Maya Stone, Grade 10, Staff Writer


For the first time in many years, the school day at the High School of American Studies ends for most students at 2:20. The newest addition to the HSAS curriculum is a seventh period small group instruction, which is commonly referred to as SGI.

Teachers have the opportunity to call students in for a mandatory SGI on either Tuesdays, Wednesdays, or Thursdays. Each class of SGI has an attendance of ten students. The goals of the SGI meetings are to enable students to receive more one-on-one attention, to allow teachers to get to know their students better, and to provide additional support along with enrichment opportunities.

As a completely new initiative at the school, it is considered a pilot program to see how well it can be integrated into the school day. The Bronx High School of Science has a similar program that works well for them and HSAS faculty are eager to see if a version of it can be successfully adapted to HSAS.
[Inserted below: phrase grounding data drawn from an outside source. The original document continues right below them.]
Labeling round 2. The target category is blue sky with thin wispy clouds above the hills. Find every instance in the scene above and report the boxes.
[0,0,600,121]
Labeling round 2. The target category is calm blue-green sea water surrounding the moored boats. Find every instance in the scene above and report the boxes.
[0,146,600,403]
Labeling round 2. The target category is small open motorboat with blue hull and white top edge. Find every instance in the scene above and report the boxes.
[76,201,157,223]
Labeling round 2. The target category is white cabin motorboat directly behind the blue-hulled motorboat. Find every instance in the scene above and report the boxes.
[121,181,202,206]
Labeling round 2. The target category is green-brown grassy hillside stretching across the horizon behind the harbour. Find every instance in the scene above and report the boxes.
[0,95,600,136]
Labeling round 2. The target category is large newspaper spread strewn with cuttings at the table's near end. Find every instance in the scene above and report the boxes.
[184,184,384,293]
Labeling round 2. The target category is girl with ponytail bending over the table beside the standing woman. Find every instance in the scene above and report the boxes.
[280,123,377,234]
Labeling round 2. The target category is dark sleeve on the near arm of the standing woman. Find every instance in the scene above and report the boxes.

Teachers have full discretion over how they choose to use their 50 minute additional class period and who they choose to call to attend each week. It seems that most teachers have elected to use their first round of SGIs for each student to come once.
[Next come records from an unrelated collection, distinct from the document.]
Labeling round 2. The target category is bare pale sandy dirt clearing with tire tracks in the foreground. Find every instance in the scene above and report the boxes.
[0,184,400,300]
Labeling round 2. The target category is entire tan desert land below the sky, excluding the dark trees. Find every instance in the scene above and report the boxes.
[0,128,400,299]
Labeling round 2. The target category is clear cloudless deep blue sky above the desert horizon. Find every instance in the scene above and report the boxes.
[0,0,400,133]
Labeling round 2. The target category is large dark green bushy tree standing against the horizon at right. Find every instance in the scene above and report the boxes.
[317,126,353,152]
Going forward the students chosen to attend certain SGIs may depend on performance in class or how a teacher wants to use their period. This should give teachers more flexibility in their curriculum.

Ms. Walsh, a sophomore chemistry teacher, has used her SGIs as a way to integrate the research that she is doing outside of the classroom - involving development of the adolescent brain and how we make conscious decisions in the real world - with her regular chemistry curriculum.

Some teachers may also, in the future, look to make SGIs a period in which students can sign up for extra enrichment. “Ideally, I would love to use my SGI period to possibly offer a voluntary book club to students that would intersect with our current classroom curriculum,” said Ms. Rice, an HSAS global history teacher.

She adds that “I also anticipate using it as a time to expand the breadth of things I may not have time to completely get through such as CAPP analysis which will be helpful to go through before the AP test especially since my sophomore classes have up to 30 kids.” Most students have shown enthusiasm for SGI as well. “I really enjoy being able to engage with my teachers and my peers in a smaller setting,” noted France Grodsky, a sophomore. “It adds a really cool new element to HSAS.”

One of the biggest draws to HSAS is the small community which helps to foster close connections among students and teachers. Close relationships and the ability to connect with teachers on a personal level will only be easier if students are in a class with a smaller group of students. “I think it [SGI] is a great opportunity to get to know my students better and reinforce what they learned in class and may have struggled with,” said Señor Pena, a Spanish teacher at HSAS. Junior year may also be the arguably most difficult year of high school but hopefully SGIs will make it easier to get extra help. “Our classes are only going to get harder and having small group sessions with the teacher will help me understand the content more,” added Sabrina Silbert, a junior.

Overall, both students and teachers seem happy and eager to implement the SGI change. It will be interesting to see how the program progresses and what each teacher chooses to do with their extra time. As a student, make sure that you check your email on Friday afternoon and check your line-up of SGIs for the following week!